Since the raid took off, Lincoln County, Nevada has declared a state of emergency, and they currently expect a crowd of 40,000 people. Things worsened when the creator of the original event, Matty Roberts, announced a music festival called Alienstock near the site. After it began to draw comparisons to Fyre Festival, the event planners pulled the plug— but all day, people have been showing up in Rachel, Nevada anyway, which makes sense when you think about the kinds of people planning on raiding Area 51 in the first place.

The actual Area 51 raid is expected to occur from 3AM to 6AM tonight. Currently, the highway leading to Area 51, also known as Extraterrestrial Highway, is expecting heavy traffic and will be heavily policed.

Tomorrow is also the Global Climate Strike, which is expected to be the world's largest day of climate change activism. This day of protest was started by Swedish teenager Greta Thunberg, who began sitting outside her nation's Parliament every Friday in protest of global inaction on the climate crisis. The event quickly grew into a movement called Fridays for Future and has gained traction as the effects of climate change have become more undeniable and tangible.

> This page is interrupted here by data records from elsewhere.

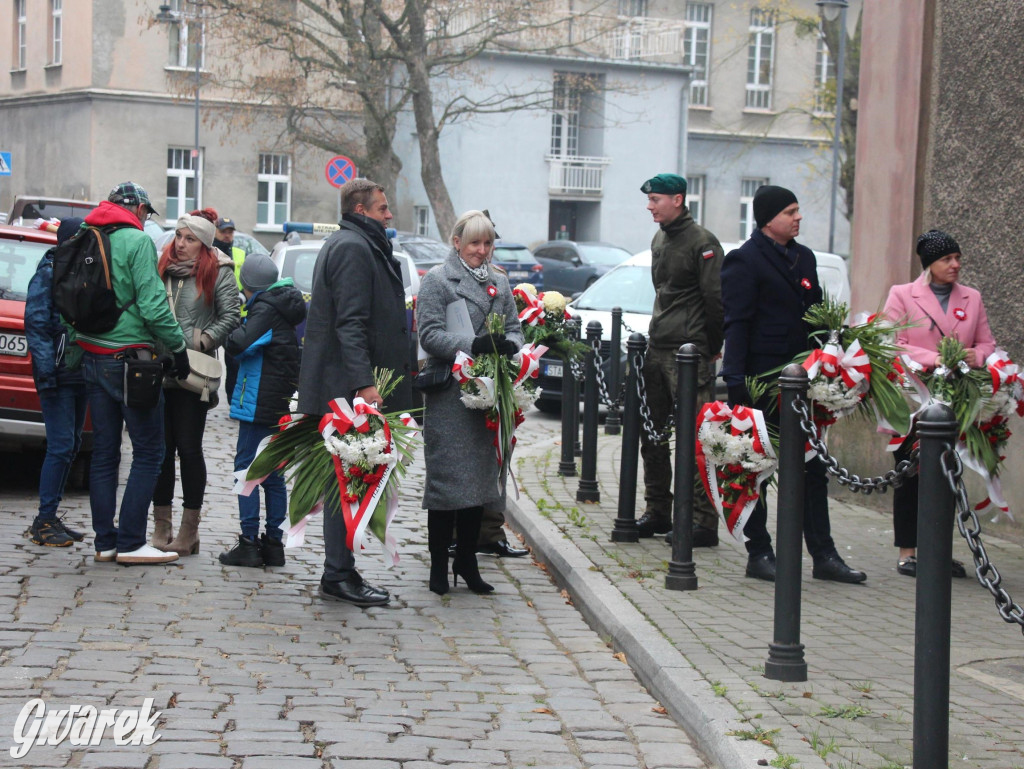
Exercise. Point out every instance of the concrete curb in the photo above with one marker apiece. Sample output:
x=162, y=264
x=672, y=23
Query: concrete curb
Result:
x=660, y=668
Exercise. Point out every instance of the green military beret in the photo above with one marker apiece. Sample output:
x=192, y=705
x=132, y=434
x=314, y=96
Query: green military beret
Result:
x=665, y=184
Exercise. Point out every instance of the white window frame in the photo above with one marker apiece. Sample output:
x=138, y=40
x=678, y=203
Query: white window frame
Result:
x=747, y=221
x=695, y=196
x=20, y=35
x=565, y=113
x=824, y=73
x=274, y=169
x=698, y=20
x=180, y=168
x=421, y=218
x=56, y=32
x=761, y=50
x=182, y=29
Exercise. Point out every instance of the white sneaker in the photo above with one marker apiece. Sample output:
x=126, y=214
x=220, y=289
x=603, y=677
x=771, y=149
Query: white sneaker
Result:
x=146, y=554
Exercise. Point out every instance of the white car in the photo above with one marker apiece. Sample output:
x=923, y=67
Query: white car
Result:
x=629, y=286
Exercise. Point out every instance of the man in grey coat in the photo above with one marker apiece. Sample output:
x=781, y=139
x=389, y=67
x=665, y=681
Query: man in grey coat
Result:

Tomorrow, there will be an expected 4,638 climate strikes around the world, happening everywhere from Moscow to New York. In NYC, 1.1 million students will be allowed to skip school for the event, and millions more are expected to take to the streets. The strike has also garnered support from global trade unions and employees of giant companies like Google and Amazon. (Find and RSVP for your local strike here).

At first glance, these events seem like polar opposites. The main difference between the Area 51 raid and the global climate strikes is that the climate strikes are essentially dedicated to supporting life and ensuring a viable future on earth. On the other hand, the Area 51 raids are nihilistic, and a lot of the online discourse surrounding them seems to imply that there is nothing worth saving.

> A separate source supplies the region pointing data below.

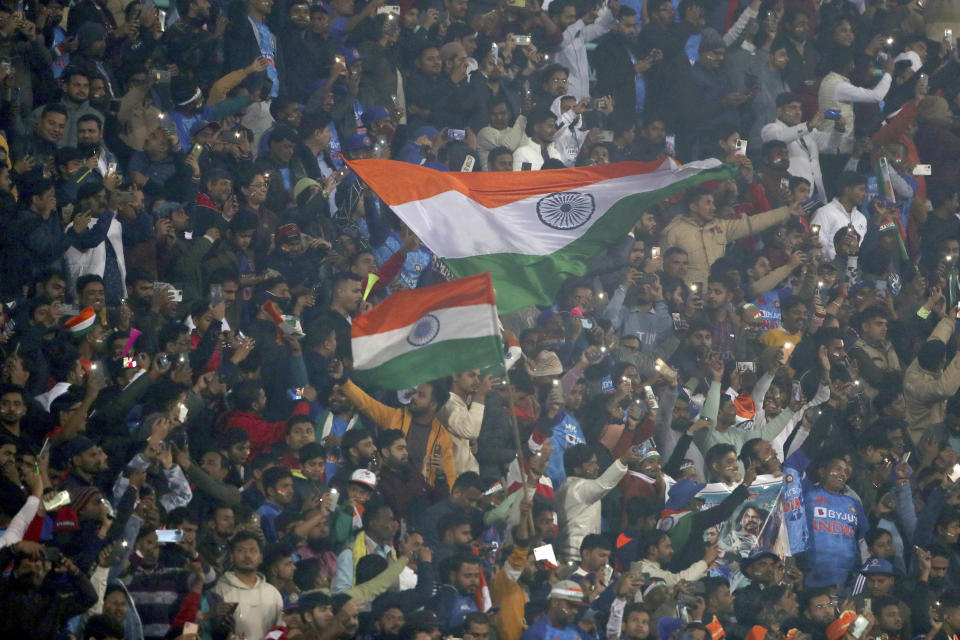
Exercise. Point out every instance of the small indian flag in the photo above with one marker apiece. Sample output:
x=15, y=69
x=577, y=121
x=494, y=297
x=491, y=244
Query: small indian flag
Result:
x=530, y=229
x=420, y=335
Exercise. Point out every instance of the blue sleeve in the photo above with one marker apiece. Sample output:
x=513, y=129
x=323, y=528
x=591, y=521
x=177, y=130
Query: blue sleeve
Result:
x=92, y=236
x=140, y=230
x=923, y=533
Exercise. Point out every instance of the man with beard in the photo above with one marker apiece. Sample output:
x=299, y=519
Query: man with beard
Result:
x=793, y=322
x=500, y=132
x=457, y=597
x=464, y=496
x=13, y=409
x=39, y=597
x=330, y=427
x=156, y=589
x=403, y=487
x=429, y=445
x=76, y=91
x=803, y=140
x=719, y=309
x=214, y=539
x=579, y=497
x=620, y=72
x=376, y=538
x=260, y=605
x=356, y=451
x=346, y=295
x=564, y=604
x=817, y=611
x=647, y=315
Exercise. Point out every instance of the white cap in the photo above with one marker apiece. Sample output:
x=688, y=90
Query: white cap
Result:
x=365, y=477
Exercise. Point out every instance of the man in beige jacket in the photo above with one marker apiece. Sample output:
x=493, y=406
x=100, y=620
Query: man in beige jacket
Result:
x=927, y=384
x=705, y=237
x=462, y=415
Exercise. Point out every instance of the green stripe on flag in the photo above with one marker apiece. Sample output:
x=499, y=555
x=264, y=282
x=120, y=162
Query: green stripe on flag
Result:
x=433, y=361
x=520, y=280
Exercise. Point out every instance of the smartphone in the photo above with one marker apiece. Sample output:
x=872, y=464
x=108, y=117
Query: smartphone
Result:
x=58, y=500
x=858, y=627
x=787, y=351
x=954, y=474
x=216, y=294
x=45, y=448
x=169, y=535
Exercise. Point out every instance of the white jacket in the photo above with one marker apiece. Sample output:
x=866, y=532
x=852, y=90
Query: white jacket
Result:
x=804, y=147
x=511, y=138
x=530, y=152
x=832, y=217
x=81, y=263
x=572, y=52
x=579, y=507
x=463, y=423
x=569, y=137
x=260, y=608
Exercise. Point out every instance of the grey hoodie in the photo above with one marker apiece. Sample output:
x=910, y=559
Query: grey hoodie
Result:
x=260, y=607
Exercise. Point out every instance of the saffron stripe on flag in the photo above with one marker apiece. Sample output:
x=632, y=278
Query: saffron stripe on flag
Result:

But when you look closer at the true nature of these parallel events, the more entangled their purposes seem. Attending a global climate strike means that you've accepted the terrifying notion that human civilization will end unless we mobilize on a mass scale, whereas the Area 51 raid requires a certain suspension of disbelief and denial, a certain faith in the extraterrestrial unknown, and at least a somewhat antagonistic view towards science and realism. That means that, essentially, the climate strike is way more punk than the Area 51 raid.

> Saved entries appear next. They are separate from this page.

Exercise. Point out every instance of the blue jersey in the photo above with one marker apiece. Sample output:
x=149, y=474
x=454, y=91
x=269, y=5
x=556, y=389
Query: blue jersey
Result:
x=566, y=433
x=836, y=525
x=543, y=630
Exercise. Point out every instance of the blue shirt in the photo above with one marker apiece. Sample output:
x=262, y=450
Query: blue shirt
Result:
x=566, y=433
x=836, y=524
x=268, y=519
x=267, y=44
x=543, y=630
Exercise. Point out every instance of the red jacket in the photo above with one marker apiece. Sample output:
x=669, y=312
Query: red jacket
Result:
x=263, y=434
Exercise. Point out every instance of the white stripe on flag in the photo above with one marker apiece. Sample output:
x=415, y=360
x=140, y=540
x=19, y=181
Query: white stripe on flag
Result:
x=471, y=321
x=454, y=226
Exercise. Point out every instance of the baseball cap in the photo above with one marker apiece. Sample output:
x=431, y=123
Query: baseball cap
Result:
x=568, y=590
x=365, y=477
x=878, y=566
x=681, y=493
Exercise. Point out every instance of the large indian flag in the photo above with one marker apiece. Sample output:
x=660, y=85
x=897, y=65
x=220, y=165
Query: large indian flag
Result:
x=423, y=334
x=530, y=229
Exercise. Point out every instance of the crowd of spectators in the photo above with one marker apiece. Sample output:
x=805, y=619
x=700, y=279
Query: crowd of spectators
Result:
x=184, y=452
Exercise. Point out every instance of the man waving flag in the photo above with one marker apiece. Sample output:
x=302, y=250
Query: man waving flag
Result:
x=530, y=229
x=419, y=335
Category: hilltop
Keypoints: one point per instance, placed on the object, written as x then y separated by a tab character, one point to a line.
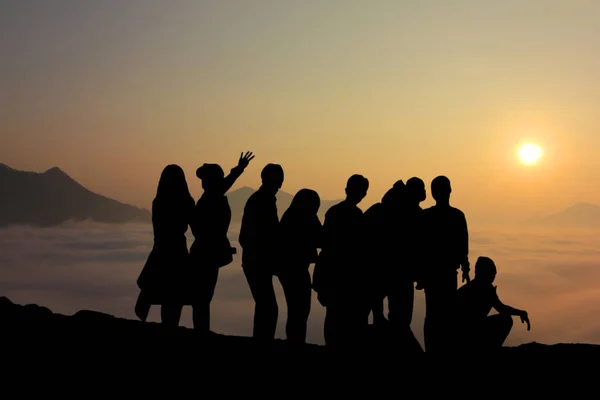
53	197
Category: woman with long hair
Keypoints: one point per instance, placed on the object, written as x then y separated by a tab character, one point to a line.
163	278
211	249
300	230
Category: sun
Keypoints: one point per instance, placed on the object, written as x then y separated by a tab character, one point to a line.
530	153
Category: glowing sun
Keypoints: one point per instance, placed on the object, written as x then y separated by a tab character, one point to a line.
530	153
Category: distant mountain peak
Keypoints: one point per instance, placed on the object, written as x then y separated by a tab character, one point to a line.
55	170
53	197
4	166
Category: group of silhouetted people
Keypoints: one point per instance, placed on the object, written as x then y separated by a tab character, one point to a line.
388	251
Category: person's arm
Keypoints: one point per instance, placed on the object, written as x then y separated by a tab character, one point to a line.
464	247
236	171
508	310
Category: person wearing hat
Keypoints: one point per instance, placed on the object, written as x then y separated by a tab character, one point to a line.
211	249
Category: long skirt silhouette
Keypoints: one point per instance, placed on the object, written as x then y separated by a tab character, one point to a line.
164	281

Maybe the events are more similar than they are different. They are both protests against the government and the people who are currently in power. They're both essentially products of young people's growing awareness that the world is not as it seems, that we don't have to listen to the rules we've always been taught, and that there's so much more going on behind the scenes than we know.

Obviously, the climate strikes are the way to go if you care about anything at all, want to make an actual change to the way the government and the world works, and/or want to avoid seeing poor and impoverished communities die in vast numbers over the next few decades while the rich take their spaceships to Mars. Unfortunately, in a lot of ways, raiding Area 51 and finding a bunch of aliens sounds more fun. It's kitschy and spooky; it's also more appealing if you're addicted to the internet or deeply depressed, due to its fundamentally apathetic and masochistic nature; and perhaps the climate movement could learn from the Area 51 initiative's viral nature.

Fortunately, the truth is that you don't have to choose between them. You can have it all: ou can honor your depressive and post-ironic impulses while still making an effort to change the world. The Area 51 raid is going to happen from 3AM to 6AM, so you technically can go to that and (if you don't get arrested) be at the Nevada City rally by midmorning. You can "find them aliens" and save the world, while evading capitalism and giving a middle finger to the U.S. government in the process.

Yes, that entire sentence sounds like something out of an absurdist comic book, and the simulation is becoming as glitchy as a group text with one Android in it. But like it or not, we're all in this messed up cosmic group text together. Now let's take this to the f*cking streets.